Costituzione della rete dei boschi vetusti dei Parchi Nazionali dell’Appennino meridionale


Il 28 e 29 maggio scorso ha avuto inizio la seconda campagna dei rilievi per la caratterizzazione dei boschi vetusti del Parco Nazionale del Pollino.

Il progetto finanziato nell’ambito della Direttiva Biodiversità del Ministero dell’Ambiente è stato avviato alla fine del 2012 attraverso la costituzione di un partenariato con i parchi della Sila, Aspromonte, Cilento e Appennino Lucano. Il Parco del Pollino è capofila del progetto

Dopo i quattro siti caratterizzati lo scorso anno (la faggeta-cerreta di Bosco Magnano, la faggeta di Cozzo Ferriero, la lecceta di Buonvicino e la faggeta-abetina di Terranova-San Severino)  è stata la volta della magnifica acereta di Alessandria del Carretto (CS). 

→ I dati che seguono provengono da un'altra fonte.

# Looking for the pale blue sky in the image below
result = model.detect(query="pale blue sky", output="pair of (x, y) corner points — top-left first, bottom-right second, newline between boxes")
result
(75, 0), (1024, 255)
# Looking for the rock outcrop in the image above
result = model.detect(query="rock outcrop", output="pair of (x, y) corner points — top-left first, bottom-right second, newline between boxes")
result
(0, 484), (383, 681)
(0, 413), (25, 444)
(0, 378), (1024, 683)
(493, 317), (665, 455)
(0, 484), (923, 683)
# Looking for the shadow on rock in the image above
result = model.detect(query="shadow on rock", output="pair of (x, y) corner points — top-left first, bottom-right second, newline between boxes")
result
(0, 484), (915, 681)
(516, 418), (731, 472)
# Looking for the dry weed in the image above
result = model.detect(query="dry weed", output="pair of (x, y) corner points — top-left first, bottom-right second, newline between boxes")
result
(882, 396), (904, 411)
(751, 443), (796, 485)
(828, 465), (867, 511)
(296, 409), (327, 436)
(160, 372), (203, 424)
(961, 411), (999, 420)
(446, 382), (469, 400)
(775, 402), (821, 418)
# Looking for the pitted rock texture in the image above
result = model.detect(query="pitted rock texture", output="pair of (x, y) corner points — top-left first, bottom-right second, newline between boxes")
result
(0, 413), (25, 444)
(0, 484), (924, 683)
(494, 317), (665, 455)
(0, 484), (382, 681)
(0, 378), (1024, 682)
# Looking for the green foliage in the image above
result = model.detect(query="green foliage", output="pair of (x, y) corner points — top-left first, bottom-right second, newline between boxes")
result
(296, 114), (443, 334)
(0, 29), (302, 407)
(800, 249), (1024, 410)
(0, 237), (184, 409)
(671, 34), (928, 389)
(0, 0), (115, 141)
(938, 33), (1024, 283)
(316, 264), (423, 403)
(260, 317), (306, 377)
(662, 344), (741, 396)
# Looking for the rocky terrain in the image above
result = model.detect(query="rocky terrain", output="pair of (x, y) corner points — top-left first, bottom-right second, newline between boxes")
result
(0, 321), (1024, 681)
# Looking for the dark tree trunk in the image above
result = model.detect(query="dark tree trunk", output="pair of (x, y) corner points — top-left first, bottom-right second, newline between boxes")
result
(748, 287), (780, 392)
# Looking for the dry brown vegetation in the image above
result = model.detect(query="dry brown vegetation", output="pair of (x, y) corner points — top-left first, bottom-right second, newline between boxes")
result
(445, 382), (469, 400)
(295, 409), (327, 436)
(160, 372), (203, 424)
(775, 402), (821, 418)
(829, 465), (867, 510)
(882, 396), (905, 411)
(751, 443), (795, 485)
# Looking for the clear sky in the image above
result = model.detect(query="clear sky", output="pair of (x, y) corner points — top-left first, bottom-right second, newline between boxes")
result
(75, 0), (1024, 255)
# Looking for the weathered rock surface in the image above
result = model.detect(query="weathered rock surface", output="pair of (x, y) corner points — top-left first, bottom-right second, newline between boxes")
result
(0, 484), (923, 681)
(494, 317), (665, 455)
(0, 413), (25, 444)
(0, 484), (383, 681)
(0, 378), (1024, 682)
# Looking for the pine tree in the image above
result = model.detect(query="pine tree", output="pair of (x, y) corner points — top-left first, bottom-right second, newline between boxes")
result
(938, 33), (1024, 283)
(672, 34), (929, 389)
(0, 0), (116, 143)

È un bosco unico e straordinario. Non si ha notizia nel nostro Paese, al Sud, al Centro come al Nord,  di un’acereta di 50 ettari di alto fusto in cui si possono ammirare tutte le specie di aceri presenti nella penisola. Una vera e propria collezione naturale di aceri.

L’acero di monte (Acer pseudoplatanus), l’acero opalo (Acer opalus subsp. obtusatum), l’acero del Lobel (Acer lobelii), l’acero campestre (Acer campestre), l’acero riccio (Acer platanoides) e ai margini assolati l’acero minore (Acer monspessulanum).

L’acero di monte la fa da padrone e lo troviamo, dominante, in tutti e 5 i plot (aree di saggio) allestiti per i rilievi. Quest’ultimi effettuati  secondo il protocollo predisposto dalla Direzione scientifica del progetto coordinata dal Prof. Carlo  Blasi del CIRBFEP dell’Università  Sapienza di Roma, hanno riguardato la struttura del popolamento (altezze e diametri degli alberi), della necromassa a terra e in piedi oltre ai rilievi dendrocronologici. Contestualmente sono stati eseguiti i rilievi floristici attraverso l’identificazione di tutte le specie presenti nello strato arboreo, arbustivo ed erbaceo.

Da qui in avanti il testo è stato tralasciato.